The LOUCY cell line was established from the peripheral blood of a T-cell ALL patient (34). The luciferase-positive LOUCY cell line was generated as described previously (35). The SUP-B15 cell line was established from cells harvested from the bone marrow of a Philadelphia chromosome–positive B-cell ALL patient (36). The luciferase-expressing SUP-B15 cell line was a kind gift from Dr. Michael Jensen (University of Washington School of Medicine, Seattle, WA). All cell lines were analyzed by STR (short tandem repeat) and confirmed to match 100% to corresponding STR profile data from the Global Bioresource Center ATCC. All cell lines were verified to be mycoplasma free. The Alamar Blue assay for cell viability is described in Supplementary Methods. IC50 values were determined by GraphPad Prism 6.0 using sigmoidal interpolation model with 95% confidence intervals.

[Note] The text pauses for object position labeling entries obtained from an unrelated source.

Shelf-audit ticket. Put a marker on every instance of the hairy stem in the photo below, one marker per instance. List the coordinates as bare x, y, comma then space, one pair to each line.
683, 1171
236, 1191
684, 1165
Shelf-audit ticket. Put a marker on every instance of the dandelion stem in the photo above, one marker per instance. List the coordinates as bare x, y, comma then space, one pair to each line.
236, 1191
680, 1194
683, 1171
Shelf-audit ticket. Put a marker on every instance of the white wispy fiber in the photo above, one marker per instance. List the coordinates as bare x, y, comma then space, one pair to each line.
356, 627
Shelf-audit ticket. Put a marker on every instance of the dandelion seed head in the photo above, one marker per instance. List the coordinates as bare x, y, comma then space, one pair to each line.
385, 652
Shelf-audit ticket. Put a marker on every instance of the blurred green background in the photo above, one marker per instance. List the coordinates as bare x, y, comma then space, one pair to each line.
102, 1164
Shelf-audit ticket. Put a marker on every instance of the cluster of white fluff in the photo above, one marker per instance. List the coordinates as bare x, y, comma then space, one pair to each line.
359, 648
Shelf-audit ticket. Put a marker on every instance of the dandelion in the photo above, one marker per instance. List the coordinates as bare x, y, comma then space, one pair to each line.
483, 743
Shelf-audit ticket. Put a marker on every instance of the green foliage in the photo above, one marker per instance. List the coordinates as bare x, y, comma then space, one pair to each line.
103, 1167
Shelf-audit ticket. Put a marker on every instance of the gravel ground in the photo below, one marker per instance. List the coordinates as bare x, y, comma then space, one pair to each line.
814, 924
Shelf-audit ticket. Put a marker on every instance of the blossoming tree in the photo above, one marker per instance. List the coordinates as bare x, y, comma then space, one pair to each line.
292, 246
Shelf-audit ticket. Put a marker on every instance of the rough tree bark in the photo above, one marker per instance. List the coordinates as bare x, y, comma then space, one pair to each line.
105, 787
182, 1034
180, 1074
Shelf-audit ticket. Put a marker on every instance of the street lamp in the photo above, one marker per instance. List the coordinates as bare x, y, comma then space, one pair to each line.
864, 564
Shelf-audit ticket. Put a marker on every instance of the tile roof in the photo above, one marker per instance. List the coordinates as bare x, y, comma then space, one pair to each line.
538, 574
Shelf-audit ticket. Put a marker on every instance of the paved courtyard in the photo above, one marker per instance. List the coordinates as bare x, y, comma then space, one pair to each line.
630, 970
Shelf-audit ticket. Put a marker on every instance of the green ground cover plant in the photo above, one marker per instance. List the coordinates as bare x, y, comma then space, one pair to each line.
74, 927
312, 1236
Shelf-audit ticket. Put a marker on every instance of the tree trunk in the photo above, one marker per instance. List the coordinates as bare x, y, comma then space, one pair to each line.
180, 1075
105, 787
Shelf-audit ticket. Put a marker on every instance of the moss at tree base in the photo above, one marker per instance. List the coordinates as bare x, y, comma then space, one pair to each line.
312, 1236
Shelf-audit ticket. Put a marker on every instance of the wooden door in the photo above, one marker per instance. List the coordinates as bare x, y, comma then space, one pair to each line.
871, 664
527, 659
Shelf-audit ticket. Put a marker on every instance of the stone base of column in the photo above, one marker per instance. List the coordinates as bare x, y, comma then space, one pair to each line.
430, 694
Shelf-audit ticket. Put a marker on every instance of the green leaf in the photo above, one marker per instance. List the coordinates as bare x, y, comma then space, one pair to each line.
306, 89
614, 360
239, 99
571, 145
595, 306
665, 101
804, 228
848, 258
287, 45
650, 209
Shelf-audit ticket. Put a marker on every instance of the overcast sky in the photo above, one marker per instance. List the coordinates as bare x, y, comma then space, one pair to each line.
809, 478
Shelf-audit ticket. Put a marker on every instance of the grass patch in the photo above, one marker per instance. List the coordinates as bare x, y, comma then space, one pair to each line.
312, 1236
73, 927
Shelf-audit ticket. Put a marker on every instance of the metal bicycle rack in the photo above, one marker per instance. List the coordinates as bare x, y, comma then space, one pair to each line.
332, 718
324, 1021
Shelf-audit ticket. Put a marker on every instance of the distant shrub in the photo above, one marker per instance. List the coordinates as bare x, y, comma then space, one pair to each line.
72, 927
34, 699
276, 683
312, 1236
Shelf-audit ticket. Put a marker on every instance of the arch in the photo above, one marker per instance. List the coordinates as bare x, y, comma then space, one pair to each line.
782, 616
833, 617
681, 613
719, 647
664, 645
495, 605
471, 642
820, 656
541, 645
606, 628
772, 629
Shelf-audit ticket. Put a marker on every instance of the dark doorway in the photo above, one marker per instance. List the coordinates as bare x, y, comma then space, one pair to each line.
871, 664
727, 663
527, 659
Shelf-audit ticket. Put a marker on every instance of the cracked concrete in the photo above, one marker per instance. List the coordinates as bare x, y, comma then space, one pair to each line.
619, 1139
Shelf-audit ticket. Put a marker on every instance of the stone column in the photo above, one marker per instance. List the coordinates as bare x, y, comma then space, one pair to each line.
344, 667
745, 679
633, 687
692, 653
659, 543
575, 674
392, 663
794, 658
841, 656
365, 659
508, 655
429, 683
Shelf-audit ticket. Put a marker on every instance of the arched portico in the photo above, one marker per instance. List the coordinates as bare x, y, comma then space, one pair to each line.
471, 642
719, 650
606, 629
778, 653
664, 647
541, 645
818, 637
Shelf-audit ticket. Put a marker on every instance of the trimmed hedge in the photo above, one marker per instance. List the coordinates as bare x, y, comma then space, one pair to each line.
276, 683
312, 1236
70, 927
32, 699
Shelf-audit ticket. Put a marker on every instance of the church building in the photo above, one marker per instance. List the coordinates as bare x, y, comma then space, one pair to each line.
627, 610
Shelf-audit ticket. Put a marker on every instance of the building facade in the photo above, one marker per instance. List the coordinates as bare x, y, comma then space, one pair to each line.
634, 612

In vivo treatment of cell line xenografts with l-asparaginases

Nonobese diabetic/severe combined immunodeficient γ (NSG) mice (The Jackson Laboratory) were intravenously injected at 6 weeks of age with 150-μL DPBS containing 5 × 106 luciferase-positive LOUCY or SUP-B15 cells. At regular time points, the bioluminescence was measured using the IVIS Lumina II imaging system (PerkinElmer). After evidence of leukemic cell engraftment, the mice were randomly divided into different groups that were administered via intraperitoneal injection at a dose of 50 IU/mouse daily for 14 days with either ErA-WT, ErA-E63Q, ErA-DM, ErA-TM or the same volume of DPBS. In another experiment, LOUCY-engrafted mice were treated with 25 IU/mouse at days 0, 2, 4, 7, 9, 11, 12, 13, and 14 via intraperitoneal injection. The bioluminescent imaging (BLI) signal was measured every two to three days as indicated in Fig. 2 and Supplementary Figs. S1, S2, and S3. During the experiment, the mice were observed and weighed every day. The ethical committee on animal welfare at University of Illinois at Chicago approved this animal experiment.

Acute toxicity study

The experimental design of this study incorporated a blinded strategy where the toxicologist was provided with samples labeled as #1 and #2, without knowing the identity of the enzymes (ErA-WT or ErA-TM). In this dose escalation study, 6 animals (3 males, 3 females) per dose group were administered the enzymes intravenously at a starting dose of 40 IU/g, increasing to 80 and finally 160 IU/g. Because of a shortage of the enzymes, ErA-TM group 6 was limited to 4 animals (3 females, 1 male), and a few animals did not receive the full intended dose (one animal of ErA-WT group 3 received 136 instead of the intended 160 IU/g, one animal of the ErA-TM group 5 received 60 instead of the intended 80 IU/g). The unexpected shortage of enzymes was due to higher than expected loss during filtration through a 0.22-μm filter and the adjustment needed for bigger body weight of the mice. After enzyme administration, the animals were monitored daily and clinical signs (hunched posture, decreased activity, sunken eyes, and rough coat) were noted if observed. None of the animals died during the 4-day observation period, and all the animals were euthanized at the end of day 4.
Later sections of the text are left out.